P. Magick: “Für mich persönlich mit Morbid Angel. Das sind meine alten Helden der extremen Musik. Als ich damals, in jungen Jahren, ihr erstes Album „Altars Of Madness“ zulegte, war ich völlig weg von den Socken. Ich hab mir mit 18 gleich Teile dieses Albumcovers auf den Rücken stechen lassen. Aber mit dieser Wahl stehe ich sicherlich als einziger in der Band da.“
Azrael: „Auf jeden Fall mit Darkthrone, falls die touren würden. Morbid Angel wäre allerdings auch noch reizvoll, da ‚Altars Of Madness’ zum Besten gehört, was im Death Metal je veröffentlicht wurde. Zu Cradle Of Filth und Illnath gebe ich keinen Kommentar ab, hehe.“
Swart: „Ich fände es grundsätzlich geil, auf Tour zu gehen, mit wem spielt dabei nicht so eine große Rolle.“
Leider war ich nur sehr kurz, quasi auf Durchreise, einmal in der Schweiz. Wie würdet ihr also beispielsweise einen Fremden wie mir euer Heimatland kurz und prägnant beschreiben?

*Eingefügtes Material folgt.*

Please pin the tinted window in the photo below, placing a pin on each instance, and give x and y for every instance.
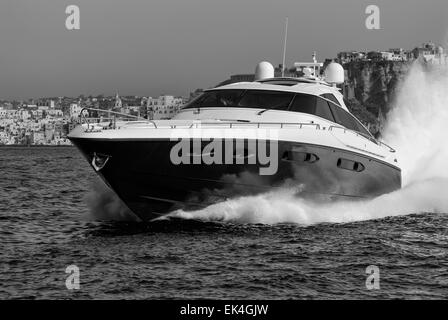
(266, 99)
(304, 103)
(345, 119)
(312, 105)
(219, 98)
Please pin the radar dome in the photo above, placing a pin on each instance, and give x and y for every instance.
(334, 73)
(264, 70)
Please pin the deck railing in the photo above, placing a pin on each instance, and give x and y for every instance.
(127, 120)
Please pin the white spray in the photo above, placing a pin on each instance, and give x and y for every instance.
(417, 126)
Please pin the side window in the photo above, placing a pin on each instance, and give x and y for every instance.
(304, 103)
(323, 109)
(345, 119)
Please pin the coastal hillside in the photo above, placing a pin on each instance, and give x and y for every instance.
(370, 87)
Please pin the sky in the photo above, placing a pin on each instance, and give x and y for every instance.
(153, 47)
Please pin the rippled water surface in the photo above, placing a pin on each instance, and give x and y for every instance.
(46, 225)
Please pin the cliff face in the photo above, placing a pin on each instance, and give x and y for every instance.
(370, 87)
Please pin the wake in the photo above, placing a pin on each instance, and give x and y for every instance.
(416, 127)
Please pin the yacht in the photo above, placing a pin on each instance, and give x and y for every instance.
(241, 139)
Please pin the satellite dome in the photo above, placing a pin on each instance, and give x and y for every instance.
(334, 73)
(264, 70)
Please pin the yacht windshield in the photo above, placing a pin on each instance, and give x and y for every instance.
(261, 99)
(325, 106)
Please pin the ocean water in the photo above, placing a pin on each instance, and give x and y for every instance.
(55, 212)
(46, 224)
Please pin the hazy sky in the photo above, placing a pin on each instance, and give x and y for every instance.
(174, 46)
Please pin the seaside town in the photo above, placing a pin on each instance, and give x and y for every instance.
(47, 121)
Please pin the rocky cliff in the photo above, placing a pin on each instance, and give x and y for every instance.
(370, 87)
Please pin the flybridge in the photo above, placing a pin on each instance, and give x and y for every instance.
(333, 74)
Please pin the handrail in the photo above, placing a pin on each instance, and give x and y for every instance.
(113, 119)
(230, 124)
(392, 150)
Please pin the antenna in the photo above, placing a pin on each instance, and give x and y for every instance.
(284, 47)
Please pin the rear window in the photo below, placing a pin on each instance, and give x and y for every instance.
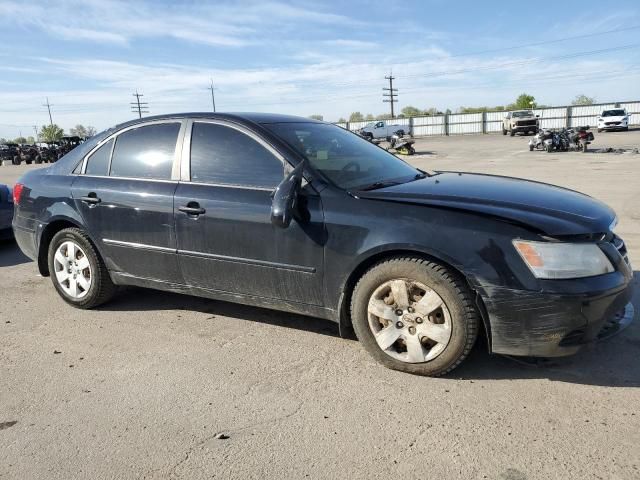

P. Magick: „Ein zwar kleines, aber sehr eigenständiges Land mit viel Traditionen, welches sich nichts vorschreiben lässt. Und das soll auch so bleiben. Wir haben mehr als nur Schokolade und Käse zu bieten. Für mich, der auf dem Land wohnt, eines der schönsten Länder überhaupt.“
Azrael: „Ein kleines Land mit großartigen Naturlandschaften. Und durch unsere Viersprachigkeit (deutsch, italienisch, französisch, rätoromanisch) gibt es eine enorme kulturelle Vielfalt, die hoffentlich noch lange erhalten bleiben wird.“
Habt ihr euch schon mal gewundert, dass euch eine bestimmte Frage von Redakteuren noch nie gestellt wurde? Wenn ja, dürft ihr euch die selber jetzt stellen und auch gleich beantworten:
Gier: „Na ja, schwierig. Ich würde gerne mal die Frage gestellt bekommen, warum wir eigentlich alle noch arbeiten, wo wir doch – hörte man auf die Unkenrufe der Szenepolizisten – so kommerziell sind. Eine Antwort darauf habe ich allerdings auch nicht.“
Swart: „Ich würde eher gewisse Fragen nicht gestellt bekommen, hehe.“
Eine kultige letzte Antwort von Swart. So gehört sich das für Black Metaller.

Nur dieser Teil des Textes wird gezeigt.